Datagen Input Object

The Integrator Datagen input object provides data generation capability within the Integrator. A Datagen object creates a given number of rows containing integer sequences and random data of various types.

Datagen Attributes

Attribute	Type	Description
process_type (required)	String	Identifies the object as a Datagen input object. The value of this string is "datagen".
count (required)	Integer	Defines the number of rows to generate.
seed	Integer	Defines the seed (default) used to initialize the pseudo-random number generator. Using a seed allows one to regenerate the same set of numbers, else each script execution will generate a new data set. If non-zero, the random data will be generated based on this seed. If 0 or not set, the seed will be based on the time the Data Integrator was run.
trace_after	Sub-object	Traces data flows leaving the specified object. This is equivalent to adding a Trace process object immediately after the current object. See Embedded Trace Object for more on using trace sub-objects.
gen_columns (required)	Array of Objects	Describes input columns for the generated data. Each sub-object can have a variety of attributes as described in the following table:

Datagen Sub-Object Attributes

Attribute	Type	Description
name	String	Defines the input column name.
type	String	Specifies the generating type for the column. It controls the contents and the randomness of data. The type attribute can have the following values: city—A random American city/town. date—A random date in standard DI date format. "YYYY/MM/DD", chosen between the start date and end date inclusively. The start and end attributes are described later in this section. decimal—A random two-decimal place number, chosen between the min and max attributes inclusively. integer—A random integer, chosen between the min and max attributes inclusively. firstname—A random first name, based on the 1000 most popular American first names. lastname—A random last name, based on the 1000 most popular American last names. month—A month string, e.g. January, February, etc. name—A concatenation of a random first name and a random last name. Example: John Smith. sequence—An integer sequence, starting from the start attribute to the end attribute.

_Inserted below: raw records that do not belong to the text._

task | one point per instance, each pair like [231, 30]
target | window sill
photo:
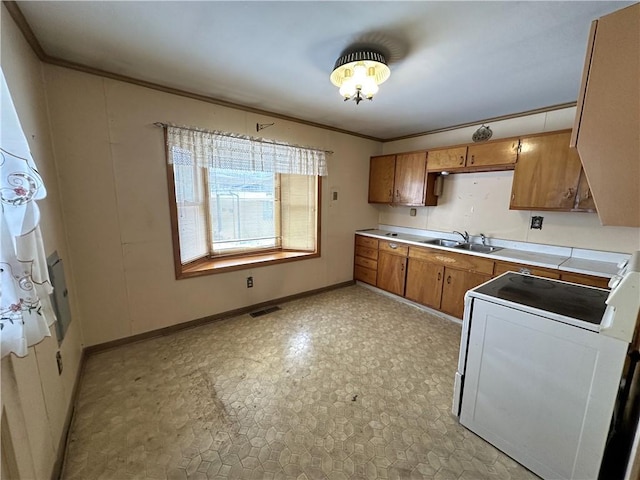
[221, 265]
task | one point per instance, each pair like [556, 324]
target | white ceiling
[451, 62]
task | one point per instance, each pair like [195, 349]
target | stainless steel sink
[477, 247]
[441, 242]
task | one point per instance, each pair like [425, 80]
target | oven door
[540, 390]
[458, 382]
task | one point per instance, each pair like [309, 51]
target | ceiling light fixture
[359, 73]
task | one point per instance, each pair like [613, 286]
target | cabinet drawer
[371, 253]
[364, 275]
[366, 242]
[394, 248]
[502, 267]
[366, 262]
[590, 280]
[460, 261]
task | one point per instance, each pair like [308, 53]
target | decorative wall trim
[24, 27]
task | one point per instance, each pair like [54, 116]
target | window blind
[236, 195]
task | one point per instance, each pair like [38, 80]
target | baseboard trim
[93, 349]
[58, 465]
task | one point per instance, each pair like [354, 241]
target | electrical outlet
[59, 361]
[536, 223]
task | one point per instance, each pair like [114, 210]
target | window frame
[209, 266]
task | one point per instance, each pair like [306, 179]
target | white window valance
[239, 152]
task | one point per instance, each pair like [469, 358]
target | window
[237, 202]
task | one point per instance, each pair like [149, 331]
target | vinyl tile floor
[341, 385]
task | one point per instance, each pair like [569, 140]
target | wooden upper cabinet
[607, 123]
[381, 175]
[455, 285]
[547, 174]
[584, 198]
[496, 155]
[401, 180]
[493, 153]
[446, 158]
[410, 178]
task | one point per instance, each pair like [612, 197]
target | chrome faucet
[464, 235]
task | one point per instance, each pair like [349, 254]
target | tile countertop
[587, 262]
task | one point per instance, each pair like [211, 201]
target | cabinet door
[590, 280]
[381, 174]
[424, 282]
[391, 272]
[456, 284]
[547, 174]
[447, 158]
[608, 117]
[409, 179]
[494, 153]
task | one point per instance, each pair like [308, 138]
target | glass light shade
[360, 71]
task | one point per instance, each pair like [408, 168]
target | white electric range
[540, 368]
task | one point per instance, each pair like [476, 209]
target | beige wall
[114, 190]
[479, 202]
[35, 399]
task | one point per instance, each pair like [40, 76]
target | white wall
[114, 191]
[479, 202]
[35, 399]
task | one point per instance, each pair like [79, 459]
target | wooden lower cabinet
[365, 266]
[455, 285]
[391, 272]
[424, 283]
[430, 282]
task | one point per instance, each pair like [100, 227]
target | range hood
[606, 132]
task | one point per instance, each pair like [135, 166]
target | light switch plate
[536, 223]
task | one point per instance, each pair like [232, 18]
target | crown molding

If more rows are required after the sequence hits the end number, the sequence starts again with the start value. state—A two-character US state code. strings—A string, chosen from the strings listed in the strings array attribute. word—A random pronounceable word of a given length or range of lengths. This may not produce an actual word. zip—A random number between 01000 and 99999, in 5-digit zip-code format. It does not necessarily correlate with generated city and/or state columns (see above).
distribution	String	Controls distribution of random values, and is valid for all generating types except sequence. Values include: linear—Specifies an even linear distribution. Each of the possible values will appear with about the same frequency. (default) standard—Specifies a normal bell curve distribution, centered about the midpoint of possible values, with a standard deviation of a quarter of the range. For example, a standard distribution of a random integer with min=0 and max=100 will be a normal distribution centered about 50, with a standard deviation of 25. Over half the values will be between 25 and 75. By fixing the standard deviation to be one quarter of the range, standard distribution values outside two standard deviations will not fit inside the range and will not be in the output. This will result in higher tails than normal. 80-20—Specifies a random distribution that corresponds to an "80-20" Pareto rule found in many data sets where a small number of discrete values (10%-20%) contain 80%-90% of the total data. This distribution, valid for non-decimal data, sorts all possible values using a random permutation, and chooses the sorted values using an exponential distribution. This results in an 80-20 distribution, and requires memory corresponding to 8 bytes per possible output value. It is not recommended for selections of more than 50,000 possible values.
strings	Array of Strings	Contains an array of string values to be used by the strings generating type (see type attribute above).
start	Integer for sequence, String for date	If the generating type is "sequence", this is the start of the sequence, with a default of 1. If the generating type is "date", this is the start of the date range, with no default. Use the standard DI date format.
end	Integer for sequence, String for date	If the generating type is "sequence", this is the end of the sequence, with a default of the count of rows being generated. If the generating type is "date", this is the end of the date range, with a default of the current date when the Data Integrator is started. Use the standard DI date format.
max	Integer or Decimal	Indicates the highest possible value that can be generated.
min	Integer or Decimal	Indicates the lowest possible value that can be generated.
length	Integer	Determines the maximum length of a word. It defaults to 8.
min_length	Integer	If the generating type is "word", defines the minimum length of the word. It defaults to be equal to length.
capitalize	Boolean	If this attribute is "true" and the generating type is "word", the generated word is capitalized. The default is not capitalized.